Given the prickly persona that Franzen cultivates, it may come as a surprise to find that the real subject of “Farther Away” isn’t technocapitalism, but that which it most threatens: love. The collection opens with a defense of love as “bottomless empathy, born out of the heart’s revelation that another person is every bit as real as you are”; it ends with Franzen finishing Paula Fox’s “Desperate Characters” for the “sixth or seventh time,” finding that the novel retains its power to move him: “suddenly I’m in love all over again.” “Farther Away” is, from beginning to end, a celebration of love: what provokes it and what endangers it, what joys it brings and what terrors it produces.
There is an interesting tension between Franzen’s crisp, clear prose – even intensely self-reflexive passages are crisply, clearly so – and the digressive form his essays often take. The best pieces in “Farther Away” are loose, baggy monsters, combining personal reflection, cultural analysis, and philosophical introspection. (There are also several excellent travel essays.)

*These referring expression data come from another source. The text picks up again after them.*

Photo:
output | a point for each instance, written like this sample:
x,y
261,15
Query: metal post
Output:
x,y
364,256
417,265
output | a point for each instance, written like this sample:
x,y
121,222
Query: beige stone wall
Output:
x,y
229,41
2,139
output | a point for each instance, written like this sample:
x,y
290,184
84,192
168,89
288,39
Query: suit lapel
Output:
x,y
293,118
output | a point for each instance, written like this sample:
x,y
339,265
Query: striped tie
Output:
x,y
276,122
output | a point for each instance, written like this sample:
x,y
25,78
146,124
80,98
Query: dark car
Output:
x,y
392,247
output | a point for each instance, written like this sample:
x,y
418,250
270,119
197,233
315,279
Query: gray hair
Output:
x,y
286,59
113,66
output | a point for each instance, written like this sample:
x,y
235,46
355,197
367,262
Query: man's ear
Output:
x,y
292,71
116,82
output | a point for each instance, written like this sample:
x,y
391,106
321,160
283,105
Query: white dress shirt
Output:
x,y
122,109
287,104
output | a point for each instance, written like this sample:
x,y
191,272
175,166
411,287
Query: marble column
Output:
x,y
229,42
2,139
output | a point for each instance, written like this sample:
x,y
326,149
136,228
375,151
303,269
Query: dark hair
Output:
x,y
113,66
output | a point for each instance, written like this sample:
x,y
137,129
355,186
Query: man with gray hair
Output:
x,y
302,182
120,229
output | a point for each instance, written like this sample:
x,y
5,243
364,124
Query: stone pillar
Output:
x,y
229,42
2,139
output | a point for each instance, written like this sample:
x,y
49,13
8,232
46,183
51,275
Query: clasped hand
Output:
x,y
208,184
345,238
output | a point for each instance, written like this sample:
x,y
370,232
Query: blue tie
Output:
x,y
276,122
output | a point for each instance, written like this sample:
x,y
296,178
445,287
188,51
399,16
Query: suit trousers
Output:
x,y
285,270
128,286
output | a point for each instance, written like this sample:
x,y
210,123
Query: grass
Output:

“I Just Called to Say I Love You,” an essay that considers the increasing frequency with which people publicly declare “I love you” into their cellphones, is a perfect example. In a mere 20 pages, Franzen manages to shift from a consideration of privacy and technology to a description of the events of Sept. 11 and the “disastrous sentimentalization of American public discourse” that it brought about to a close reading of a love letter his father sent to his mother in 1944. The essay shouldn’t work – there are too many shifts in register and tone – but somehow it does.